Soli Deo Gloria!

All for the Glory of God!

Glory to God Alone!

No matter how one translates this motto of the Ursuline Sisters, it was a graced choice as the central theme of the Ursuline College 150th Anniversary of Founding celebration at the Cathedral of St. John in Cleveland in mid-November. Musicians, a chorus of voices, the People of God from every walk of life; alumnae of Ursuline and St. John College from its early days to the present, friends and strangers alike, all joined Bishop Amos and the priests at the altar in giving glory and thanks to our God. The celebration was glorious! Understandably, I wanted to sustain the rejoicing in the days ahead.

Yet, as I drove home, the snow began to fall, and dark clouds formed overhead. It was then that I wondered, with all of the conflict in this world, with the pandemic daily claiming the unvaccinated in its deadly grip, with hundreds of thousands of migrants seeking refuge from wars, political games, power struggles, and with the consequences of climate change; how in this world is God glorified?

St Francis of Assisi in The Canticle of the Creatures, declares:
Most High, all-powerful, good God, yours are the praises,
the glory and the honor and all blessing . . .

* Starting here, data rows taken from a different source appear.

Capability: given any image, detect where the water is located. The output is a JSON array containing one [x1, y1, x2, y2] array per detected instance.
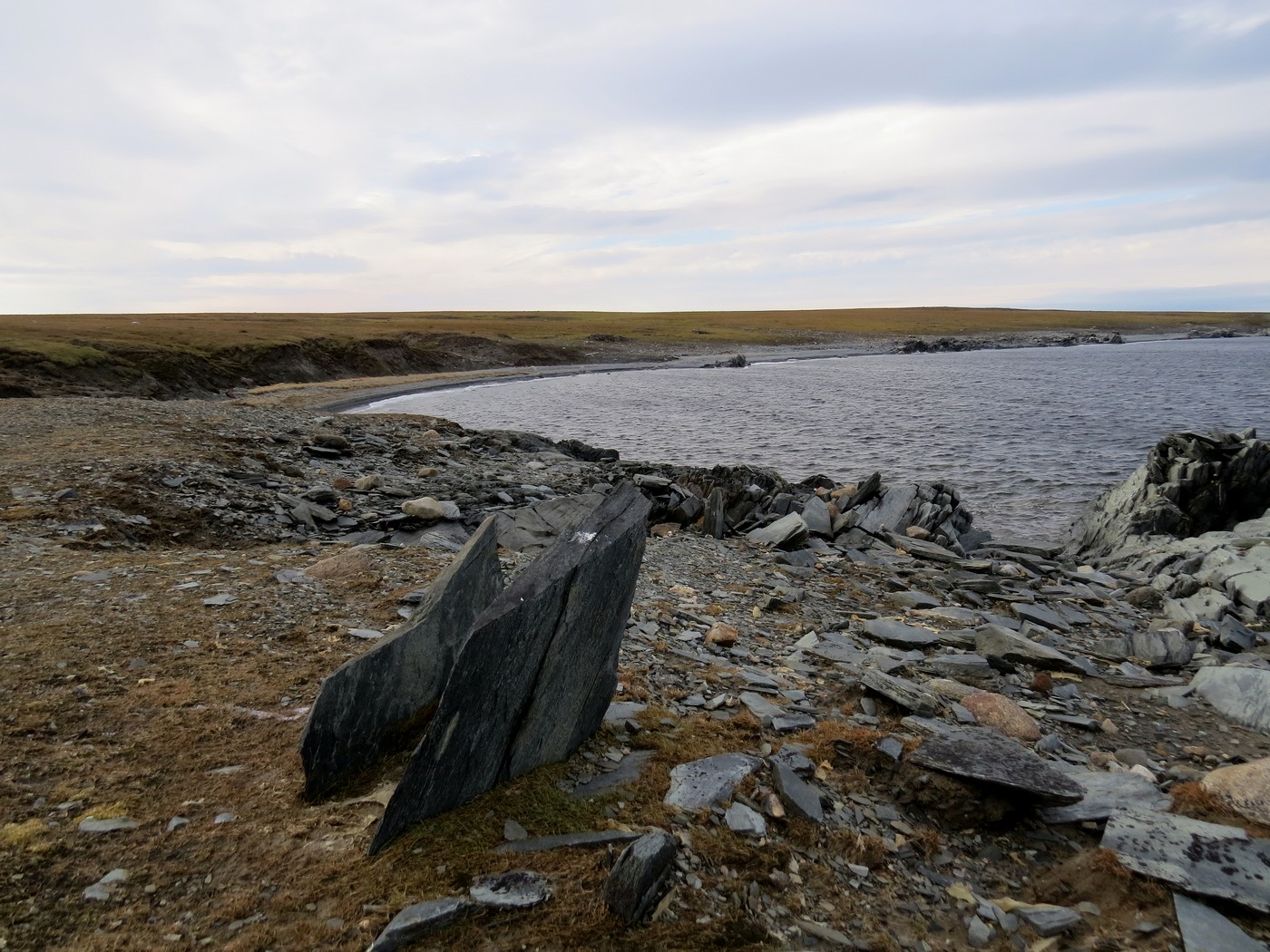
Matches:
[[367, 337, 1270, 539]]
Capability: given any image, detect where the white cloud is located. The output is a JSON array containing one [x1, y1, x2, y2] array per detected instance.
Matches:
[[0, 0, 1270, 312]]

Francis then shares a litany of creatures of God, all praising God, Brother Sun, Sister Moon and the Stars, Brother Wind, Sister Water, Brother Fire, Mother Earth. . . “who sustains and governs us, and who produces various fruit with colored flowers and herbs.” And I know in my heart that this is true. God is glorified in the cardinal who brings color to our grey days; in the uniquely individual snowflakes that cascade around us; in the strength of the winds that move weather systems over the Great Lakes and remind us of power beyond our own; in the family of deer that peek out of the woods each evening able to freely leap and run without fear; and in the majestic sun display as it greets each new day. God is truly glorified! And the truth to which all creatures witness: ALL is created by God and glorifies God by being exactly what it is and only what it is!

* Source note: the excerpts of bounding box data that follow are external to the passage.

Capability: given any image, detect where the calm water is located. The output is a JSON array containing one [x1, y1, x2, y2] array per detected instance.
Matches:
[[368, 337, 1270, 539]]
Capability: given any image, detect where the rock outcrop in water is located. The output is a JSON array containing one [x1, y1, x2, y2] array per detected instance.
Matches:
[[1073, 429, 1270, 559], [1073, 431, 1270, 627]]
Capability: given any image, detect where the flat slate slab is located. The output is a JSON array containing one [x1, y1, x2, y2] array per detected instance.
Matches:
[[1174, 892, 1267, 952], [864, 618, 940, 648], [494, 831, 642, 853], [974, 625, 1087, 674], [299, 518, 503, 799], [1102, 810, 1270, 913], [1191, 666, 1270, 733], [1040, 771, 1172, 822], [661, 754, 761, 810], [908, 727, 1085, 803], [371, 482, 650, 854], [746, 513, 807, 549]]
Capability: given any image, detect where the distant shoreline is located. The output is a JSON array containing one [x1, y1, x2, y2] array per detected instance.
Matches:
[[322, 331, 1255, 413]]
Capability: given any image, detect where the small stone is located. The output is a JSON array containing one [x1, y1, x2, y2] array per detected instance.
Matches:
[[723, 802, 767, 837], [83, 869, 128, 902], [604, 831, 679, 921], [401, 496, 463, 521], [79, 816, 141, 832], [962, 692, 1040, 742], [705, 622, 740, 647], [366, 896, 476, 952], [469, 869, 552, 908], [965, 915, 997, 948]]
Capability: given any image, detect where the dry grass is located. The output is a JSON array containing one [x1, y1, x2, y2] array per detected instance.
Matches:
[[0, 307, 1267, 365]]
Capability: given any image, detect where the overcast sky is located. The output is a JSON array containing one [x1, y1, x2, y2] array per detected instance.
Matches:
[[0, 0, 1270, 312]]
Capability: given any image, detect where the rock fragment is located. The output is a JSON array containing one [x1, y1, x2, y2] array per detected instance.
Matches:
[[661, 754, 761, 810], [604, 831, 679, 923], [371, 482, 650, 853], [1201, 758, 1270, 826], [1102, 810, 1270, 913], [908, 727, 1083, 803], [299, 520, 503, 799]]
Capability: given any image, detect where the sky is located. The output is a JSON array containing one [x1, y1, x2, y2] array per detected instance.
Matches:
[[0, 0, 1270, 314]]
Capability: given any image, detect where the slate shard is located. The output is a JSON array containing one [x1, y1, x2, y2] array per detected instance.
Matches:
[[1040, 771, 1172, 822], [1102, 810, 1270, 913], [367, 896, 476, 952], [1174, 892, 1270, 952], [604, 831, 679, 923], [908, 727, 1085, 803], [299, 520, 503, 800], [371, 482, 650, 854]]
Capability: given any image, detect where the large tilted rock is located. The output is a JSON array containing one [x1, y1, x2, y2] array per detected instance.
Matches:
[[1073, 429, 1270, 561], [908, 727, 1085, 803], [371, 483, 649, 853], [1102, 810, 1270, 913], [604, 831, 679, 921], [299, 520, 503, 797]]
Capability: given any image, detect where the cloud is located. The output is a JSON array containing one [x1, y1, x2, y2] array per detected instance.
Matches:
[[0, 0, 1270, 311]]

Soon, I will be singing Gloria again! As Advent continues to unfold, I anticipate. I wait. I want the Christ to come. And yet I am aware of the paradox of Advent/Christmas. For while I long for God to come; God is here now! Advent reminds me of the restlessness of my heart, of its searching for its heart’s desire. Yet, at the same time, I grow daily in awareness of His Presence. Joan Chittister wrote: “The God we are seeking is also seeking us.” It is in this seeking and finding that we become more of who we are. This Christmas, may we come to know this God in the very seeking itself. May the New Year continue to be a discovery of these holy moments as we realize this truth! Then, when we join the song of angels, “sweetly singing o’er the plains,” and “hear the mountains in reply echoing back their joyous strains” we can rejoice! We can join all creation as well as the chorus of human voices singing: ”Gloria in excelsis Deo!, Gloria in excelsis Deo” in the real hope that our glorifying of God will be sustained.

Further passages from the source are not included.